Bolt Thrower – War Master (BYE Rewind) Tipp

Bolt Thrower – War Master (BYE Rewind)
    Alles zermalmender Death Metal

    Label: Earache Records
    VÖ: Februar 1991
    Bewertung:10/10

    BOLT THROWER online


Als BOLT THROWER im Jahre 2005 "Those Once Loyal" auf den Metal-Mob losließen, hätten wohl die wenigsten damit gerechnet, dass dies das letzte Album der Death-Dampfwalzen aus dem britischen Coventry sein sollte.
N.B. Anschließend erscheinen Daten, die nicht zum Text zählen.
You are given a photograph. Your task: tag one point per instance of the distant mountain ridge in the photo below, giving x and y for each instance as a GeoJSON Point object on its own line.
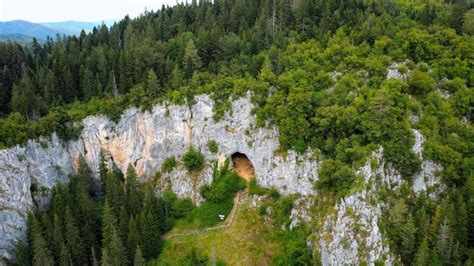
{"type": "Point", "coordinates": [25, 31]}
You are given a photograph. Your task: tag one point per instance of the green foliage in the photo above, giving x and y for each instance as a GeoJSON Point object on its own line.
{"type": "Point", "coordinates": [168, 164]}
{"type": "Point", "coordinates": [193, 160]}
{"type": "Point", "coordinates": [335, 177]}
{"type": "Point", "coordinates": [318, 73]}
{"type": "Point", "coordinates": [82, 221]}
{"type": "Point", "coordinates": [255, 189]}
{"type": "Point", "coordinates": [420, 83]}
{"type": "Point", "coordinates": [213, 146]}
{"type": "Point", "coordinates": [219, 199]}
{"type": "Point", "coordinates": [295, 248]}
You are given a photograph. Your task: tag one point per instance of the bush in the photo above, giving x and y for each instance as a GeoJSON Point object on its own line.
{"type": "Point", "coordinates": [213, 146]}
{"type": "Point", "coordinates": [420, 83]}
{"type": "Point", "coordinates": [182, 208]}
{"type": "Point", "coordinates": [335, 177]}
{"type": "Point", "coordinates": [224, 185]}
{"type": "Point", "coordinates": [193, 160]}
{"type": "Point", "coordinates": [168, 165]}
{"type": "Point", "coordinates": [255, 189]}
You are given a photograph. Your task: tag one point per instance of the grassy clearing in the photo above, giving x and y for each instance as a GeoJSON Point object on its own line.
{"type": "Point", "coordinates": [248, 241]}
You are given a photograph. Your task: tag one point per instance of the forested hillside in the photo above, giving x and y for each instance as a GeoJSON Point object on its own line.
{"type": "Point", "coordinates": [339, 77]}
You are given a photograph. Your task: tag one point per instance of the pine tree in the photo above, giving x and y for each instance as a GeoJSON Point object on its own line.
{"type": "Point", "coordinates": [152, 84]}
{"type": "Point", "coordinates": [22, 252]}
{"type": "Point", "coordinates": [138, 258]}
{"type": "Point", "coordinates": [408, 240]}
{"type": "Point", "coordinates": [64, 256]}
{"type": "Point", "coordinates": [133, 236]}
{"type": "Point", "coordinates": [24, 99]}
{"type": "Point", "coordinates": [422, 256]}
{"type": "Point", "coordinates": [444, 242]}
{"type": "Point", "coordinates": [177, 77]}
{"type": "Point", "coordinates": [191, 59]}
{"type": "Point", "coordinates": [114, 253]}
{"type": "Point", "coordinates": [108, 225]}
{"type": "Point", "coordinates": [41, 255]}
{"type": "Point", "coordinates": [58, 239]}
{"type": "Point", "coordinates": [73, 239]}
{"type": "Point", "coordinates": [132, 190]}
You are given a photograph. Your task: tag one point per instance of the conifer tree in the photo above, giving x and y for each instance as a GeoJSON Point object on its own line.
{"type": "Point", "coordinates": [133, 236]}
{"type": "Point", "coordinates": [191, 59]}
{"type": "Point", "coordinates": [73, 239]}
{"type": "Point", "coordinates": [132, 190]}
{"type": "Point", "coordinates": [152, 85]}
{"type": "Point", "coordinates": [422, 256]}
{"type": "Point", "coordinates": [64, 256]}
{"type": "Point", "coordinates": [42, 256]}
{"type": "Point", "coordinates": [138, 258]}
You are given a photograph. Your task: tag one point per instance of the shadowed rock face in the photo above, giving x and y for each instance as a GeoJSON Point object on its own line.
{"type": "Point", "coordinates": [145, 140]}
{"type": "Point", "coordinates": [243, 166]}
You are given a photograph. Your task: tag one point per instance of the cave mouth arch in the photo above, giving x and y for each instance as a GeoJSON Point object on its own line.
{"type": "Point", "coordinates": [243, 166]}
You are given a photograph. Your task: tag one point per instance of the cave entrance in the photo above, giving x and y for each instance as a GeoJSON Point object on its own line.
{"type": "Point", "coordinates": [243, 166]}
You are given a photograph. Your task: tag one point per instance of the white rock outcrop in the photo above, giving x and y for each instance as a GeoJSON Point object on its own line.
{"type": "Point", "coordinates": [350, 235]}
{"type": "Point", "coordinates": [145, 139]}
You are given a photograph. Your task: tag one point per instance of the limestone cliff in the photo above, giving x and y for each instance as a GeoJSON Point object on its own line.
{"type": "Point", "coordinates": [146, 139]}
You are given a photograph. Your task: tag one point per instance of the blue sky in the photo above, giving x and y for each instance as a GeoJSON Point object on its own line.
{"type": "Point", "coordinates": [79, 10]}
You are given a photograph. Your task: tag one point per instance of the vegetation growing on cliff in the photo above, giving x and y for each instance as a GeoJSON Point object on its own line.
{"type": "Point", "coordinates": [318, 70]}
{"type": "Point", "coordinates": [118, 221]}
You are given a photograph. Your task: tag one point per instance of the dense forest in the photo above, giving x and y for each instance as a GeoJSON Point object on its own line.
{"type": "Point", "coordinates": [317, 70]}
{"type": "Point", "coordinates": [118, 220]}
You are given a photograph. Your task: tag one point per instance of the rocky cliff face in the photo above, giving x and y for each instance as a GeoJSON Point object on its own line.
{"type": "Point", "coordinates": [146, 139]}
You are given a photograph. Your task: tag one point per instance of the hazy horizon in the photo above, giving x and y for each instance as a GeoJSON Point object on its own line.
{"type": "Point", "coordinates": [76, 10]}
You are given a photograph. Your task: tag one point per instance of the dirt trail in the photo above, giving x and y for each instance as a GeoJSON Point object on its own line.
{"type": "Point", "coordinates": [228, 221]}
Doch die Band war der Ansicht, mit ihrer achten Platte endgültig den ultimativen BOLT THROWER'schen Sound definiert zu haben.
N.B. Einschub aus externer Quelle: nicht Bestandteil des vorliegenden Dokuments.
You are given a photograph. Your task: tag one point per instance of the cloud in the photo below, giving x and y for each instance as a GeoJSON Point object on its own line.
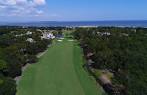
{"type": "Point", "coordinates": [21, 7]}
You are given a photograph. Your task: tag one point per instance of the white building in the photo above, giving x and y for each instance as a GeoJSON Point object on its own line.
{"type": "Point", "coordinates": [47, 35]}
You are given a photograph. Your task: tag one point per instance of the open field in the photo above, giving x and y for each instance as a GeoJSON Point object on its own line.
{"type": "Point", "coordinates": [59, 72]}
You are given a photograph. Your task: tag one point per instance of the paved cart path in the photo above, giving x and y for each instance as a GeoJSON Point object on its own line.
{"type": "Point", "coordinates": [58, 72]}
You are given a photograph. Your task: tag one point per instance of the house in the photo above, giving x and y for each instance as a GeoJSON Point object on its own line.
{"type": "Point", "coordinates": [30, 40]}
{"type": "Point", "coordinates": [47, 35]}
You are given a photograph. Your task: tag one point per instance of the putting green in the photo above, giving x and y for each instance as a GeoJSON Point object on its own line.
{"type": "Point", "coordinates": [58, 72]}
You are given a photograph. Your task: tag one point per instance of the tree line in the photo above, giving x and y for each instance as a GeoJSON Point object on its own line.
{"type": "Point", "coordinates": [16, 51]}
{"type": "Point", "coordinates": [121, 51]}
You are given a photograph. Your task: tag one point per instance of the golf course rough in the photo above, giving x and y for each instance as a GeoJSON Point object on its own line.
{"type": "Point", "coordinates": [59, 72]}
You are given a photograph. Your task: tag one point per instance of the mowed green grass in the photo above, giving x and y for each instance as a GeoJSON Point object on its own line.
{"type": "Point", "coordinates": [58, 72]}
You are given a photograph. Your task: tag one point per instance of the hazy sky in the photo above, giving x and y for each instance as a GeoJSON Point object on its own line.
{"type": "Point", "coordinates": [72, 10]}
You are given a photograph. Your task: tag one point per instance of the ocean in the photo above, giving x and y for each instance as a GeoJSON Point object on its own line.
{"type": "Point", "coordinates": [139, 23]}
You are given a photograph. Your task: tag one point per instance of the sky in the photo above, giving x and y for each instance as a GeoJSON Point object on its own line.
{"type": "Point", "coordinates": [72, 10]}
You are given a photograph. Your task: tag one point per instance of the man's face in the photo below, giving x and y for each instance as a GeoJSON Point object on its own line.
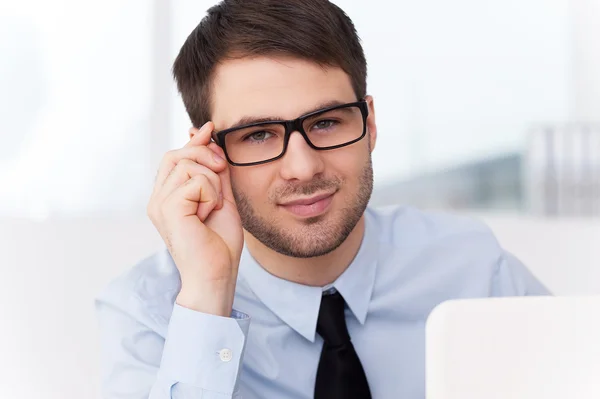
{"type": "Point", "coordinates": [286, 88]}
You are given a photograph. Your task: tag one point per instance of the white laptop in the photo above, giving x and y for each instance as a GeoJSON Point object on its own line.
{"type": "Point", "coordinates": [514, 348]}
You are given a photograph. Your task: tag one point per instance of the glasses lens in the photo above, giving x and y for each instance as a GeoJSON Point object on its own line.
{"type": "Point", "coordinates": [335, 127]}
{"type": "Point", "coordinates": [255, 144]}
{"type": "Point", "coordinates": [325, 129]}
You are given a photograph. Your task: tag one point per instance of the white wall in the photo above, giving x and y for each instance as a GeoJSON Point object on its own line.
{"type": "Point", "coordinates": [51, 271]}
{"type": "Point", "coordinates": [452, 81]}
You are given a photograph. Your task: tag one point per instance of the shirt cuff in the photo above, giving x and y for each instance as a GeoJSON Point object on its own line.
{"type": "Point", "coordinates": [205, 350]}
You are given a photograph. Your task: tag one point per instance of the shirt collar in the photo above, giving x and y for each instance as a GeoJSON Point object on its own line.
{"type": "Point", "coordinates": [298, 305]}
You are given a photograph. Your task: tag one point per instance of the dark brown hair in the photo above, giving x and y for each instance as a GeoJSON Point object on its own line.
{"type": "Point", "coordinates": [315, 30]}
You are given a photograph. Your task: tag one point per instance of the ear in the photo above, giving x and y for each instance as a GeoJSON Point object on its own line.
{"type": "Point", "coordinates": [192, 132]}
{"type": "Point", "coordinates": [371, 125]}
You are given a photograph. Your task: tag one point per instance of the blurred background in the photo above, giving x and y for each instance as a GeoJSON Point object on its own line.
{"type": "Point", "coordinates": [488, 108]}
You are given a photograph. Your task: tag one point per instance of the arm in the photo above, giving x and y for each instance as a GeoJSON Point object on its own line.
{"type": "Point", "coordinates": [138, 363]}
{"type": "Point", "coordinates": [512, 278]}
Zwar wurde der Versuch gestartet, einen mindestens ebenbürtigen Nachfolger zu schreiben, allerdings blieb es beim Versuch: Das selbstkritische Quintett fand sein neues Material einfach nicht überzeugend genug, um das selbsternannte Magnum Opus zu übertreffen.

Die stets bodenständig wirkende Gruppe zog Qualität, Fan-Nähe und grundehrliche Arbeit einem Profitdenken eben schon immer vor, und so passt es ins Bild, dass sie sich 2016, ein Jahr nach dem überraschenden und viel zu frühen Tod ihres Drummers Martin "Kiddie" Kearns, auflöste.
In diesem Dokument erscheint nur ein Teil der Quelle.